Leading the drive for smarter buildings
Bartlett is known in industry circles as the “Building Whisperer” because of his ability to listen to buildings and tame them of their excesses. On that front, the world has much work to do.
Buildings consume over 40 percent of the world’s energy and emit more carbon dioxide into the environment than cars. By 2025, buildings will be the largest energy consumers on earth. Today, in large cities, buildings are already the largest energy consumers and producers of greenhouse gases.
Bartlett evangelizes far and wide about the urgent need for more sustainable, energy-efficient buildings and IBM’s unique capabilities to help achieve this.
“IBM is doing something in the building space that hasn’t been done before,” Bartlett said. “We’re listening to all the data that’s coming from buildings - not just from the heat and air conditioning units, but from all the systems across all the buildings a company manages.” This can include lighting systems, security systems, utilities interfaces and even city command centers.
IBM’s TRIRIGA smarter building solution integrates with all building systems, regardless of manufacturer to provide a real-time view of a building’s energy use and overall operation. It also supports holistic management of the building environment.
According to Bartlett, smarter buildings can save as much as 40 percent on energy costs, 50 percent on water, and up to 30 percent on building maintenance. “Understanding what’s happening in a building in real-time means you can tell when something needs to be fixed before it breaks,” he said.
An optimist on a mission
Bartlett’s on a self-proclaimed mission to change the way we think about and manage buildings and bring them front and center into the conversation about smarter cities and a healthier planet.
“The way we waste energy and water today is crazy,” Bartlett said. “Why is it that when you go to the movie theater, you have to take a sweater, warm socks and a scarf? Why do office buildings have the lights and air conditioning on when no one is in them — or the sprinklers turn on even when it’s about to rain outside? It doesn’t have to be that way.”
Bartlett’s vision for the future goes well beyond instrumentation of individual structures to include a much broader, systematic approach to designing and managing our entire building environment.
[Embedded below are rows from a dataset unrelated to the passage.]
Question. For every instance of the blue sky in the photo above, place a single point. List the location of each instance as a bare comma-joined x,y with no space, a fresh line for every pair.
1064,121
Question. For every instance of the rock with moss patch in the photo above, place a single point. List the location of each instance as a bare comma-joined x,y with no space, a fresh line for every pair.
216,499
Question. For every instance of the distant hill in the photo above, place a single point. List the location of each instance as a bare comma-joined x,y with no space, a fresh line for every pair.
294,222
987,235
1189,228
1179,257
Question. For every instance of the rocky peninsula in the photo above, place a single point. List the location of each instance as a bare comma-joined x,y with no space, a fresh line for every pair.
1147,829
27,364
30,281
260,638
He advocates strategies to integrate buildings into their surroundings that may radically reduce energy use and improve the quality of our lives.
“Imagine contiguous corridors of green that traverse up the sides of buildings and across roofs, not only providing better water absorption, oxygen and insulation, but also an ecosystem for butterflies, birds and small mammals that will begin to blur the harsh lines that we’ve drawn between cities and countrysides,” Bartlett said.
“Maybe that seems too optimistic, but that’s my vision of the world and I think we can achieve it sooner rather than later,” Bartlett said. “We have the technology and there’s an awareness of the need for sustainable solutions that I’m confident will stir decision-makers to action.”